7. Compliance with Export Restrictions. Buyer acknowledges that the CAMAG is the sole distributor for CAMAG instruments in the United States and Canada only and that no instrument may be
purchased from CAMAG with the intention of exporting said instrument to another country.
8. Returned Goods. Buyer may not cancel any order without CAMAG’s written consent. No products shipped under this contract may be returned without the express prior written authorization of
CAMAG and all products must be returned with CAMAG’s approved Product Return Authorization form. Title to the returned products shall pass to CAMAG upon delivery of the products to
CAMAG’s facilities. The products shall be returned in their original containers with the original CAMAG label affixed and unaltered in form and content. All product returns are subject to a
restocking charge. No returns will be authorized after 120 days following shipment to Buyer. Products subject to FDA or other governmental regulation and/or cGMP processing requirements are
not eligible for cancellation or return.
9. Governing Law and Arbitration. This contract shall be governed by and construed in accordance with the laws (other than those relating to conflict of laws questions) of the State of North
Carolina. Any and all disputes or controversies arising under, out of or in connection with this contract or the sale or performance of the products or services, except for collection matters, shall be
resolved by final and binding arbitration in Wilmington, NC under the rules of the American Arbitration Association then obtaining. The arbitrators shall have no power to add to, subtract from or
modify any of the terms or conditions of this contract. Any award rendered in such arbitration may be enforced by either party in either the courts of the State of North Carolina or in the United
States District Court for the State of North Carolina, to whose jurisdiction for such purposes CAMAG and Buyer each hereby irrevocably consents and submits.

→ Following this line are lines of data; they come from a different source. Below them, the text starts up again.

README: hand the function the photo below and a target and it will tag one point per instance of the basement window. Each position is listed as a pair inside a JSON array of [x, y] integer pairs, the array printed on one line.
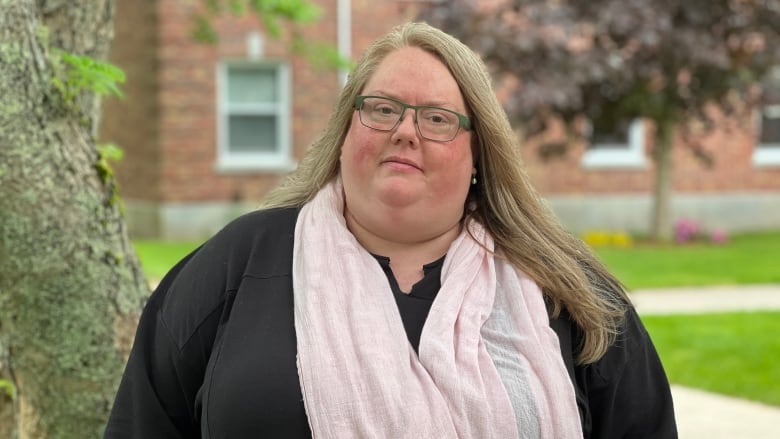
[[620, 148], [254, 116]]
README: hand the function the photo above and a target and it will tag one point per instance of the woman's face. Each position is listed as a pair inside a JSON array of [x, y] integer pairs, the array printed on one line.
[[398, 173]]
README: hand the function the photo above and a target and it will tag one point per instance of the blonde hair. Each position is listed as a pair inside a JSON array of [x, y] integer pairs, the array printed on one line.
[[525, 231]]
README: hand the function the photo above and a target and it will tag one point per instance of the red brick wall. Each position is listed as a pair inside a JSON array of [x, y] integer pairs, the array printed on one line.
[[168, 122], [730, 146], [131, 122]]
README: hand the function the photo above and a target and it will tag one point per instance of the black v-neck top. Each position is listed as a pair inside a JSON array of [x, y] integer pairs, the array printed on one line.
[[415, 305], [215, 350]]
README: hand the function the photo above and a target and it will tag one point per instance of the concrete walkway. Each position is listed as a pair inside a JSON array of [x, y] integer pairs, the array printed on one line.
[[707, 415]]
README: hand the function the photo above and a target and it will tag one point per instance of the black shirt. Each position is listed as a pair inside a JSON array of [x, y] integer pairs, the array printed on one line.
[[215, 351]]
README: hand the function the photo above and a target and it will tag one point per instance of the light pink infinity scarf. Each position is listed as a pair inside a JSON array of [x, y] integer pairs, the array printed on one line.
[[489, 365]]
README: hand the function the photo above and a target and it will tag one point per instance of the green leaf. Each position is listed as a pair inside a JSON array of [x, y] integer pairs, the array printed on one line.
[[8, 387]]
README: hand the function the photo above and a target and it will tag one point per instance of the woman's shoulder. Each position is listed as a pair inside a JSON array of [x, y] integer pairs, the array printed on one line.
[[258, 243]]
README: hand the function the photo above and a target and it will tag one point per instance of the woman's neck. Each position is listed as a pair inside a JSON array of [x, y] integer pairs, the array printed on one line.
[[406, 257]]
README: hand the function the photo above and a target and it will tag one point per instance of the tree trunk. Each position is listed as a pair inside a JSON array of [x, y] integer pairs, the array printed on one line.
[[70, 284], [661, 229]]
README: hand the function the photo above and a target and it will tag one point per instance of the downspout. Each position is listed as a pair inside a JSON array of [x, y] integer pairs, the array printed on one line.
[[344, 36]]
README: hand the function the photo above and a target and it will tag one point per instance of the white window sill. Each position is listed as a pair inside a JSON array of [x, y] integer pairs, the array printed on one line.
[[766, 155], [611, 159], [255, 164]]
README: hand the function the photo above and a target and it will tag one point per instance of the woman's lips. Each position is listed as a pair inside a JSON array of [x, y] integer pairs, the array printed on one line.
[[401, 164]]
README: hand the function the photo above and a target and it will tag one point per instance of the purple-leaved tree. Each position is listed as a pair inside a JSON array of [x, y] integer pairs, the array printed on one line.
[[611, 61]]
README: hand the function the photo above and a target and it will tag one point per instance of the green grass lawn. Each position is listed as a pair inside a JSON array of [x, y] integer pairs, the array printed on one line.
[[157, 257], [745, 259], [734, 354]]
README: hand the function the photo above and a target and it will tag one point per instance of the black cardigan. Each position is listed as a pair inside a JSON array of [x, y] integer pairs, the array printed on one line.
[[214, 354]]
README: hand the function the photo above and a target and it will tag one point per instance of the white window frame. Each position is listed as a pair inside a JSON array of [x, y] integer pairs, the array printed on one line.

10. Force Majeure. Neither party hereto shall be in default in the performance of its obligations hereunder (other than its obligation to make any payment of money hereunder), or be liable in
damages or otherwise for any failure or delay in performance which is due to causes beyond its reasonable control. Either party affected by such an event shall promptly give notice to the other,
stating the nature of the event, its anticipated duration and action being taken to avoid or minimize its effect. Neither party hereto shall be required to grant any demand or request to bring to an end
any strike or other concerted act of workmen. If, at Buyer’s request or for any reason for which Buyer is responsible, the production or shipment of products is delayed, CAMAG may immediately
invoice Buyer for the products produced, and costs and expenses incurred up to the time of the delay.
11. Publicity and Proprietary Rights. CAMAG, or its affiliates, is the owners of certain proprietary brand names, trademarks, trade names, logos and other intellectual property. Except as otherwise
expressly permitted by CAMAG, no use of CAMAG’s or its affiliates’ brand names, trademarks, trade names, logos or other intellectual property is permitted, nor the adoption, use or registration of
any words, phrases or symbols so nearly resembling any of CAMAG's or its affiliates’ brand names, trademarks, trade names, logos or other intellectual property as to be likely to lead to confusion
or uncertainty, or to impair or infringe the same in any manner, or to imply any endorsement by CAMAG of another entity’s products or services. Any marketing, promotion or other publicity
material, whether written or in electronic form, that refers to CAMAG, its affiliates, their products, or to these Terms and Conditions of Sale must be approved by CAMAG prior to its use or release.